Earlier I said that we ‘ask why five times’ when we’re trying to establish the root cause of the observable symptom. So now go back to the first suggested answer and ask why again. You see, it’s very easy for leaders and managers to blame front-line staff for issues with provision, so it can be very revealing to ask why they behave in a certain way. Here goes:

  • why do all lessons begin with a clear (and dull) statement of the aims and objectives of the lesson rather than using a curiosity-filled or provocative approach that captures every learners’ interest and has them on the edge of their seats? (We call this the Meerkat moment, by the way.)

Hm. Revealing isn’t it? Answers on a postcard (or, as we’re now in the 21st Century: in the comments box below).

Now go down the bullets and ask ‘why’ on the rest. Dare you go back to your own quality-improvement plan to see whether you’ve got symptoms or issues in your left-hand column?

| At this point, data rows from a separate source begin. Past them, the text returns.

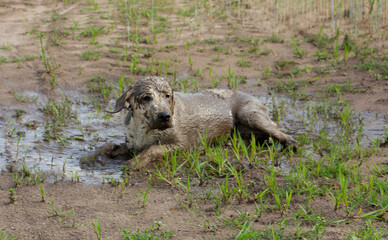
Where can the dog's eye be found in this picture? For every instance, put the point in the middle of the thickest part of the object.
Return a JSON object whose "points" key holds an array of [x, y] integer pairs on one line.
{"points": [[147, 98]]}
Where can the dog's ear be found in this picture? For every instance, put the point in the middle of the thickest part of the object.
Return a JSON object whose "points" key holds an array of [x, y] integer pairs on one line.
{"points": [[120, 102]]}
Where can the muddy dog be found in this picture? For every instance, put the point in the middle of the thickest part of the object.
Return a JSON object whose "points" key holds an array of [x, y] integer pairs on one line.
{"points": [[161, 120]]}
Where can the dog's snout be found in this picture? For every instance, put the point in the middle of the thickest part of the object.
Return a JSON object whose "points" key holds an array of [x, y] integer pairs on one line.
{"points": [[164, 116]]}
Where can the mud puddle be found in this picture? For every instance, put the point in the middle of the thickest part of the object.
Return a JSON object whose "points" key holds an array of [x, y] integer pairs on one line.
{"points": [[93, 129]]}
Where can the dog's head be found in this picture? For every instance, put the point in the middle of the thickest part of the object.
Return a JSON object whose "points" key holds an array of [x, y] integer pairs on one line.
{"points": [[151, 100]]}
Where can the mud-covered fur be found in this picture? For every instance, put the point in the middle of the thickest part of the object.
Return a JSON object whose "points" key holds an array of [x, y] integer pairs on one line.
{"points": [[160, 120]]}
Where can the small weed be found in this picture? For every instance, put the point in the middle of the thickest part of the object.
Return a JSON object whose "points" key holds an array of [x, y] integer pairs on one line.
{"points": [[12, 197], [143, 196], [97, 228], [151, 233], [274, 39], [244, 63], [91, 55]]}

[Poor retention: symptom or issue?

Poor pass rates: symptom or issue?

Poor high grades: symptom or issue?]

You just might be opening up your road to outstanding.

Tony Davis

Director, Centre for Creative Quality Improvement

www.ccqi.org.uk

http://www.ccqi.org.uk/consultancy-support/live-self-assessment/preparing-for-live-self-assessment

http://www.ccqi.org.uk/consultancy-support/live-self-assessment/the-self-assessment-flip

http://www.ccqi.org.uk/consultancy-support/transformational-lesson-observation

Comments

  1. Cliff hall
    September 2, 2015 @ 10:10 am

    This is a really powerful insight into how we can improve self assessment and improvement planning. Extremely useful to have these ideas set out when you have delivered a great development session for us ( yesterday) and the blog reinforces and illuminates some of the key learning. Thanks!